A UNITA, que já perdeu os quatro anteriores pleitos, fez saber que estudou profundamente o processo eleitoral angolano e, por isso, montou um sistema de controlo do voto eficaz e que, pelos vistos, funcionou.
Pela boca pequena, diz-se também que o MPLA confia nos resultados publicados pela CNE, órgão que integra também elementos indicados pela UNITA, mas que na condição de neutros, e que só pensa na vitória.
Estes dois posicionamentos não são tão polémicos, mas quando se chega ao ponto de, antes mesmo da publicação dos resultados definitivos, haver declarações tanto da UNITA como da CASA-CE a rejeitarem tais resultados, há que se buscarem fórmulas tendentes a dirimir este impasse.
De referir que só se chegou a este ponto porque as portas ao diálogo fecharam-se na fase pré-eleitoral, onde provavelmente se pudesse criar um mecanismo que evitasse conflitos pós-eleitorais.
A irredutibilidade das partes não pode perdurar sob pena de se hipotecar o país e, assim, atrasar a vida dos angolanos que, civicamente, cumpriram o seu papel.
Conforme as coisas se desenham, três cenários conjecturam-se para resolver o diferendo pós-eleitoral.
1- Envolver uma entidade neutra e idónea que possa aproximar as partes e, desta forma, forçar cedências de ambas as partes.
Alguns líderes africanos ou mesmo mundiais poderiam fazer bem este papel.

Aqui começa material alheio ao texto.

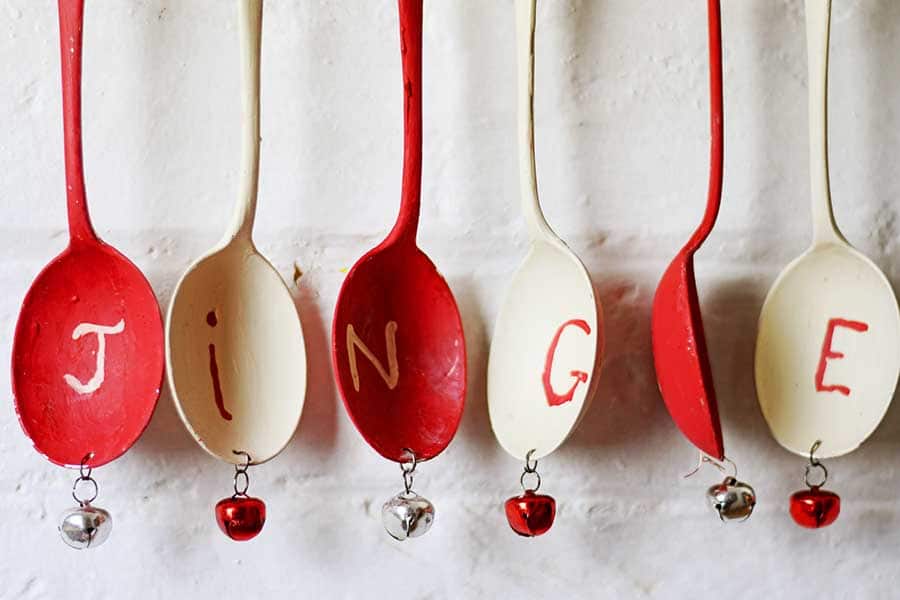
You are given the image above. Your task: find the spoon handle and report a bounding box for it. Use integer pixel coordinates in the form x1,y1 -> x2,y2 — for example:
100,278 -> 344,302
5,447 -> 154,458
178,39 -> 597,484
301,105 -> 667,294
224,0 -> 262,243
516,0 -> 556,240
388,0 -> 422,243
806,0 -> 843,245
59,0 -> 97,242
685,0 -> 725,251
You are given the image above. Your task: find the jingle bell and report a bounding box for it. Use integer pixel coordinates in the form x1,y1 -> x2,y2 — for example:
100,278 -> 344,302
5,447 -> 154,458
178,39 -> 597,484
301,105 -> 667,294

A igreja Católica tem sido um parceiro válido para esse tipo de situações, devendo a sua intervenção ser importante e decisiva.
2-O pacto de regime é apontado também como uma saída, embora uma das partes, nas ocasiões anteriores já tenha deixado claro que "o poder não se negoceia, mas sim conquista-se". Mas neste caso concreto, a negociação não seria do poder, mas das saídas do impasse, cujo caminho fosse usado nos futuros actos eleitorais.
Um governo de unidade e reconciliação nacional? Talvez, se outros caminhos fossem ínvios.
3- Se algumas manifestações pacíficas foram repelidas, imagine-se uma manifestação daquele formato que ocorreram no mundo árabe ou como aquela que ocorreu recentemente na Singapura! Angola não precisa de chegar a esse ponto, porque, mais uma vez, lembrar que o povo fez a sua parte.
Sabe-se que a UNITA vai apresentar provas da sua alegada vitória à CNE e se aí não obter um resultado satisfatório, vai recorrer ao Tribunal Constitucional com todas as provas em sua posse.
Mas nessa instância judicial também este partido pode ser chumbado, basta olharmos para as eleições anteriores.
Então, ela pode usar outros recursos legais para reclamar a sua vitória, não pondo de parte a realização de manifestações em larga escala, em todo país e na diáspora.
O líder da UNITA, Adalberto Costa Júnior, tem, no seu novo staff, activistas que entendem de manifestações de todos os feitios. A isso acresce-se o facto de grande maioria da população que votou em si ser jovem, jovens muito exigentes.
Visto dessa forma, as manifestações com o único objectivo de repor a verdade eleitoral seriam o pior cenário que Angola pode experimentar. Será uma vergonha para todos os angolanos que, desta forma, mostrarão ao mundo que não conseguem encarnar nem uma transição pacífica nem uma continuidade sufragada nas urnas.